À l’époque, la partie est loin d’être gagnée. Déjà, en 1961, le futur prix Nobel de l’économie, James Meade, publiait un article intitulé Mauritius: a case study in Malthusian economics dans l’Economic Journal, dans lequel il affirmait que le pays était voué au tiers-mondisme et que nous étions un cas d’école de ce qu’on appelle le piège malthusien ou le piège démographique. Avait-il tort ? Pas vraiment. Il faut savoir que James Meade s’était appuyé sur les statistiques officielles sur la période de 1954 à 1958. Premier constat : la croissance démographique était en moyenne de 3 % par an, alors que la croissance du PIB réel était de seulement 0,7 % sur cette période. Deuxième constat : Maurice était toujours une société de plantation dédiée à la monoculture de la canne à sucre. D’ailleurs, 99 % des recettes d’exportation provenaient de la vente du sucre et de ses sous-produits. Finalement, il n’y avait aucune indication que le pays allait s’industrialiser. Car seule une révolution industrielle pouvait permettre au pays de créer suffisamment de richesse pour contrer les effets délétères du piège malthusien.
La suite de l’histoire, on la connaît. Visionnaires, les décideurs politiques et économiques de l’époque vont travailler main dans la main pour développer l’industrie de substitution à l’importation, puis le secteur industriel avec l’avènement de la zone franche dans les années 70. Contre vents et marées, Maurice va systématiquement revoir son modèle économique lors des décennies à venir.

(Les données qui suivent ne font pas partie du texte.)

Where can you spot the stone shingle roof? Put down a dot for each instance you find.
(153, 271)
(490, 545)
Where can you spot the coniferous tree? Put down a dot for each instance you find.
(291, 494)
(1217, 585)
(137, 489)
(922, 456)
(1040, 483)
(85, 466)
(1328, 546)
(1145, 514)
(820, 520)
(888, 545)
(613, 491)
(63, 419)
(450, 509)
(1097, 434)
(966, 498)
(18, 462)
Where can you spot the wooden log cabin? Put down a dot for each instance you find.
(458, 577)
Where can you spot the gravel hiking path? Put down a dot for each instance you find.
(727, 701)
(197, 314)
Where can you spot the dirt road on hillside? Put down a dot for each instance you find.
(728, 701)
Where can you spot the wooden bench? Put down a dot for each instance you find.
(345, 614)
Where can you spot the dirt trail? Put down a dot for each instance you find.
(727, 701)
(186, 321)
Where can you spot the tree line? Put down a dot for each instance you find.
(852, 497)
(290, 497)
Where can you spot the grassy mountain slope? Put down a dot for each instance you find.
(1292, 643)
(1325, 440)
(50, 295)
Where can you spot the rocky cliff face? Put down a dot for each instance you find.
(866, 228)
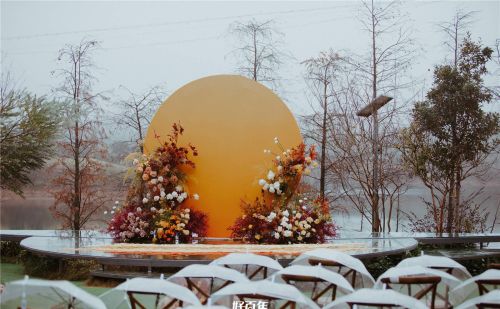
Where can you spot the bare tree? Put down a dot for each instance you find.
(259, 52)
(320, 76)
(391, 51)
(78, 188)
(136, 111)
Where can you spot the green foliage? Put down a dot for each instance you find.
(28, 127)
(451, 136)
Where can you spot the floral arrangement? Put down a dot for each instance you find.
(154, 209)
(279, 217)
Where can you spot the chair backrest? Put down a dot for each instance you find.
(245, 297)
(199, 290)
(430, 282)
(331, 263)
(484, 285)
(315, 294)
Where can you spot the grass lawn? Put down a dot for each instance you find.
(11, 271)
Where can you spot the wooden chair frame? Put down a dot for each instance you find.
(314, 295)
(331, 263)
(252, 275)
(482, 285)
(195, 288)
(289, 304)
(431, 282)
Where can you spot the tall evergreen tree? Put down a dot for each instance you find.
(460, 133)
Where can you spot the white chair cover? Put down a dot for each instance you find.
(248, 263)
(315, 271)
(265, 288)
(364, 278)
(117, 297)
(458, 270)
(395, 272)
(466, 288)
(492, 298)
(376, 297)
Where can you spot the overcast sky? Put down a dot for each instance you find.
(171, 43)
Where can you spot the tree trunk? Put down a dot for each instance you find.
(323, 144)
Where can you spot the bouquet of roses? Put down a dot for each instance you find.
(276, 218)
(154, 210)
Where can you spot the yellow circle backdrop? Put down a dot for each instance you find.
(231, 120)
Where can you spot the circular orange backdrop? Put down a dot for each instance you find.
(231, 120)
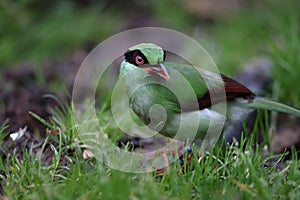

Dans les années 90, c’est la création de l’offshore. Les années 2000 sont marquées par la création de l’immobilier de luxe, la mise en orbite du secteur des Tic-BPO et le décollage de la grande distribution. La diversification et l’ouverture de l’économie sont demeurées des forces constantes dans notre histoire. Aujourd’hui, le secteur des services représente près de 75,1 % du PIB. Alors que la contribution du secteur primaire et secteur manufacturier sont de seulement 20,3 % et 4,3 % respectivement. En valeur nominale, le PIB est passé de Rs 1 milliard en 1958 à Rs 698 milliards en 2024.
Durant ces 57 dernières années, la lutte était perpétuelle. Constamment, nos intérêts économiques ont été menacés. Sur le marché de l’Union européenne, les filets de protection ont été enlevés par phases. On pense là à la fin du Protocole sucre et au démantèlement de l’accord multifibres dans les années 2000. Pour les opérateurs, la parade a toujours été leur capacité à se diversifier dans de nouvelles filières porteuses, à ne pas mettre tous leurs œufs dans le même panier. L’offshore a connu ses propres déboires avec les attaques de puissants lobbies indiens ayant mené à la révision du traité Inde-Maurice en 2016, les exigences de l’Organisation de coopération et de développement économiques (OCDE) pour qu’on réforme notre cadre réglementaire et fiscal et, plus récemment, notre inclusion pendant une période de deux ans sur la liste noire de la Commission européenne.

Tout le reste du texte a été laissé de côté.